Although CVE-2026-41985 carries medium severity and requires local high-privilege access, it affects service integrity in package management—a trust boundary critical to supply-chain security. Organizations with complex build pipelines, shared build infrastructure, or strict insider-threat profiles should prioritize assessment and patching. The vulnerability should not be deferred alongside low-severity issues, but does not warrant emergency response in isolated, well-secured environments.

Risk score, explained

The CVSS 3.1 score of 5.1 reflects the attack vector (local-only), high complexity barrier to exploitation, and requirement for high privilege and user interaction. However, this score does not capture contextual risk: the impact on package integrity can have outsized organizational consequences. In high-trust environments (CI/CD, build servers), effective severity may be higher due to the criticality of the package supply chain.

Frequently asked questions

Can this vulnerability be exploited remotely?

No. The attack vector is local-only, requiring an attacker to have direct system access and high-level user privileges. Remote exploitation is not feasible.

Will my organization be automatically patched by vendor updates?

Vendors will release patches through their normal channels. Automatic updates depend on your configuration; verify patch availability through vendor security advisories and test patches in a non-production environment before broad deployment.

How does this differ from a simple denial-of-service vulnerability?

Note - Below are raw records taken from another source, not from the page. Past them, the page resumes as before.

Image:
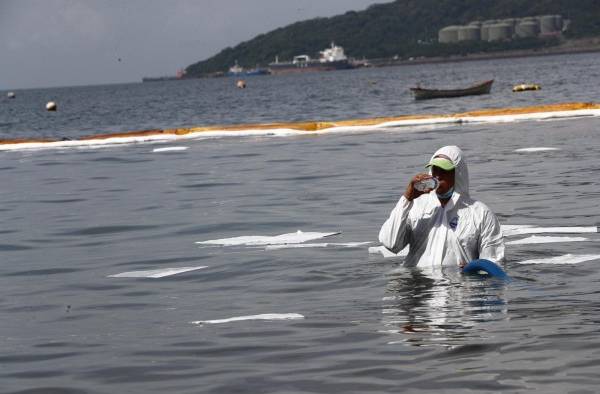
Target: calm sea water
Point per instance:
(70, 218)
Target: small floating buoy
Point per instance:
(525, 87)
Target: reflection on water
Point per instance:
(441, 307)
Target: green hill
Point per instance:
(404, 28)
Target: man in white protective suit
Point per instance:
(445, 226)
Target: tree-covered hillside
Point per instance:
(404, 28)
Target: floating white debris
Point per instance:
(404, 123)
(565, 259)
(385, 252)
(317, 245)
(260, 240)
(543, 240)
(154, 274)
(529, 229)
(170, 149)
(536, 149)
(266, 316)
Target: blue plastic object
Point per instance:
(485, 267)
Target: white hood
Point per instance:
(461, 172)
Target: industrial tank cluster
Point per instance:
(504, 29)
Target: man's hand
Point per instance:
(411, 193)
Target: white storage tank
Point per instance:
(527, 29)
(448, 34)
(499, 31)
(469, 33)
(485, 32)
(512, 22)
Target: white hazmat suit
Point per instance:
(461, 231)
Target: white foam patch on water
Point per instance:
(317, 245)
(154, 274)
(511, 230)
(170, 149)
(283, 132)
(534, 239)
(266, 316)
(536, 149)
(565, 259)
(385, 252)
(264, 240)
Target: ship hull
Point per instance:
(294, 68)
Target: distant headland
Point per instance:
(410, 32)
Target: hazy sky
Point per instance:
(78, 42)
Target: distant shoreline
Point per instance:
(569, 47)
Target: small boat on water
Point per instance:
(480, 88)
(523, 87)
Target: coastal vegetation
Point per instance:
(402, 29)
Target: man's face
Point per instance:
(446, 179)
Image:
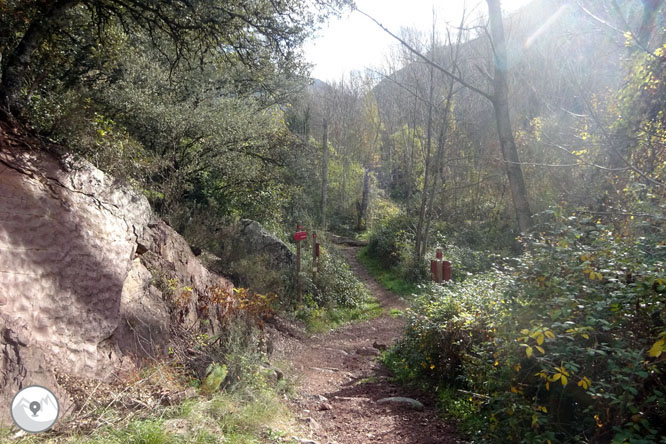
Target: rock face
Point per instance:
(88, 276)
(252, 237)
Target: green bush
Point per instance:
(567, 346)
(390, 240)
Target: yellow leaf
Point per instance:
(657, 348)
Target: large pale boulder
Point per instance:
(83, 263)
(253, 238)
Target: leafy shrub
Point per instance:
(336, 284)
(567, 346)
(390, 240)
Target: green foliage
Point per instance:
(390, 241)
(323, 319)
(389, 278)
(335, 284)
(565, 346)
(216, 374)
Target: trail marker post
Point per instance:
(298, 237)
(315, 254)
(440, 269)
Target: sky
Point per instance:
(353, 42)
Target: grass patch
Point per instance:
(249, 414)
(322, 319)
(388, 278)
(395, 313)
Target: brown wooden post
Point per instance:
(315, 259)
(298, 270)
(439, 266)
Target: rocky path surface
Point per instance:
(341, 380)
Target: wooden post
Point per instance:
(315, 259)
(446, 270)
(298, 265)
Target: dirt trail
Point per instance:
(341, 380)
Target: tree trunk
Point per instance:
(437, 171)
(18, 61)
(426, 175)
(650, 9)
(501, 107)
(363, 207)
(324, 175)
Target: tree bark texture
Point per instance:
(502, 116)
(324, 175)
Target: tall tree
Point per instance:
(499, 100)
(324, 174)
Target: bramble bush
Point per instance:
(565, 344)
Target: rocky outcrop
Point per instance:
(90, 281)
(252, 238)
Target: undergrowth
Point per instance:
(564, 344)
(386, 276)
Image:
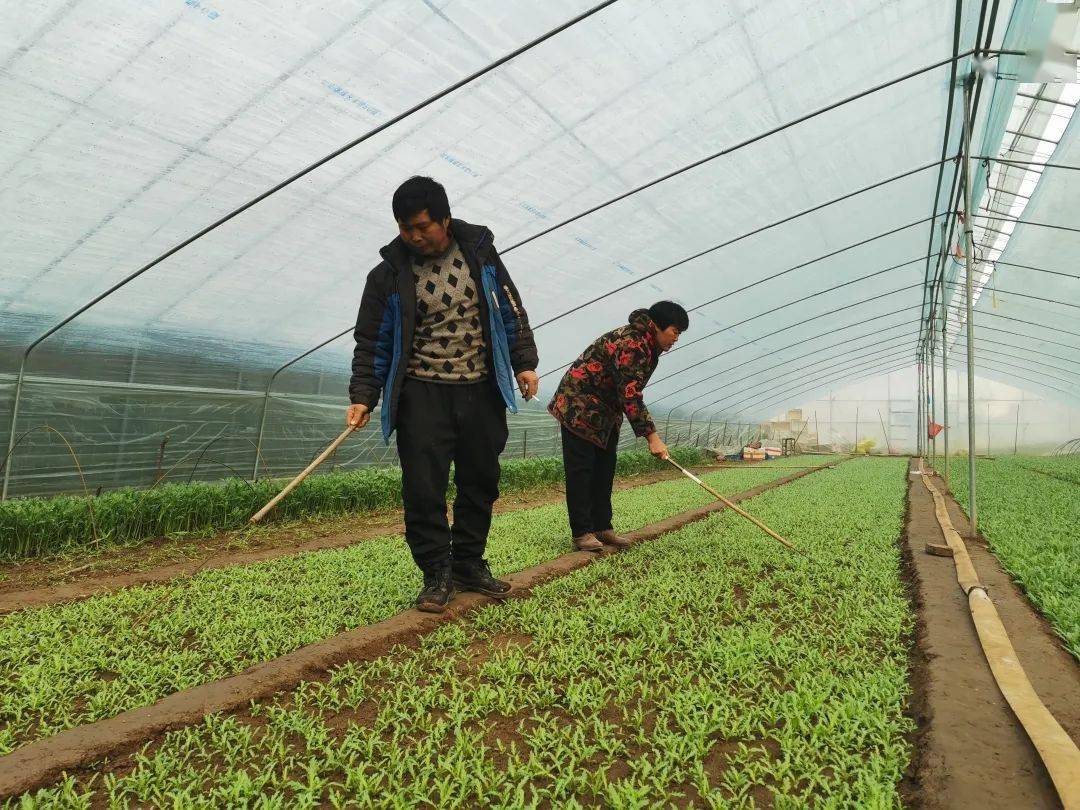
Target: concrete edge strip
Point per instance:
(1058, 753)
(42, 761)
(77, 591)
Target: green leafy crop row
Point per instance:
(1030, 522)
(1062, 467)
(711, 666)
(37, 526)
(68, 664)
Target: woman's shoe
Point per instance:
(609, 538)
(588, 542)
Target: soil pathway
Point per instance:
(42, 761)
(39, 582)
(972, 752)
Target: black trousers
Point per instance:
(590, 473)
(439, 423)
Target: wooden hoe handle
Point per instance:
(299, 478)
(729, 504)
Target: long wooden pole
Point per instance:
(729, 504)
(299, 478)
(888, 444)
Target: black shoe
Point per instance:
(476, 576)
(436, 592)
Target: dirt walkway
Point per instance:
(42, 761)
(972, 752)
(35, 583)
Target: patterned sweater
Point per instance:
(607, 381)
(448, 342)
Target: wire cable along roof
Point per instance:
(193, 192)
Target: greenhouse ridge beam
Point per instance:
(266, 397)
(969, 247)
(842, 360)
(847, 345)
(990, 366)
(815, 259)
(754, 232)
(845, 365)
(848, 365)
(394, 120)
(1022, 295)
(1027, 323)
(798, 342)
(784, 272)
(1040, 164)
(255, 201)
(796, 391)
(798, 300)
(984, 351)
(953, 199)
(1035, 269)
(1016, 220)
(800, 323)
(957, 25)
(876, 354)
(773, 131)
(931, 288)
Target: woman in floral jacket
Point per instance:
(601, 386)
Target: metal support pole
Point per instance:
(945, 426)
(266, 399)
(11, 428)
(1016, 431)
(933, 393)
(920, 426)
(969, 250)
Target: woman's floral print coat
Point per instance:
(607, 380)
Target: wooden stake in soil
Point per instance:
(307, 471)
(728, 503)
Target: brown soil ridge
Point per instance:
(43, 761)
(96, 583)
(971, 750)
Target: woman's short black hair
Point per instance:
(420, 193)
(669, 313)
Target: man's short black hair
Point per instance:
(669, 313)
(420, 193)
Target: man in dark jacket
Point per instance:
(601, 386)
(443, 335)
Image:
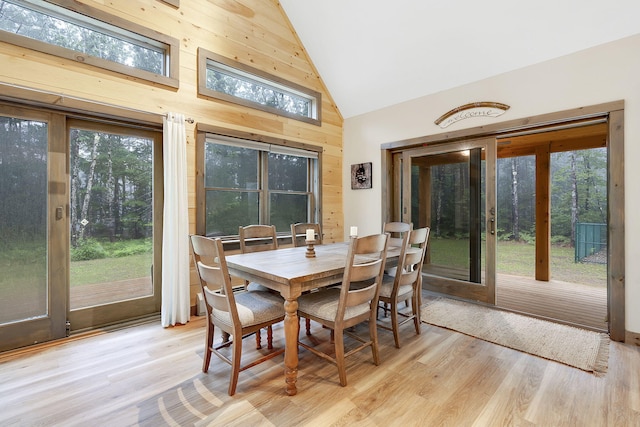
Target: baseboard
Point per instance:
(632, 338)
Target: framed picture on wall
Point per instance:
(361, 176)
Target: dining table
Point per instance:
(292, 271)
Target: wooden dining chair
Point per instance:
(238, 314)
(299, 231)
(204, 250)
(407, 283)
(258, 238)
(342, 308)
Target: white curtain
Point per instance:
(175, 240)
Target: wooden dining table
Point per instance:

This UAF can corrupt package data and metadata, not merely crash the service. The integrity impact means unauthorized modification of software is possible, which is more serious than temporary unavailability.

Should I be concerned if I use this package manager in isolated, air-gapped networks?

Risk is lower in air-gapped environments since exploitation requires local access; however, insider threats and supply-chain attacks via pre-infected systems still apply. Maintain strict access controls and monitoring regardless of network isolation.

This analysis is based on the vulnerability record as of 2026-06-17. No vendors or specific products are identified in public advisories at this time; organizations must independently verify exposure. Patch availability and version numbers must be confirmed against official vendor security bulletins. This summary does not constitute advice on specific operational decisions; consult your security team and vendor documentation before implementing mitigations. Source: NVD (public-domain), retrieved 2026-07-15. Analysis generated by SEC.co (claude-haiku-4-5).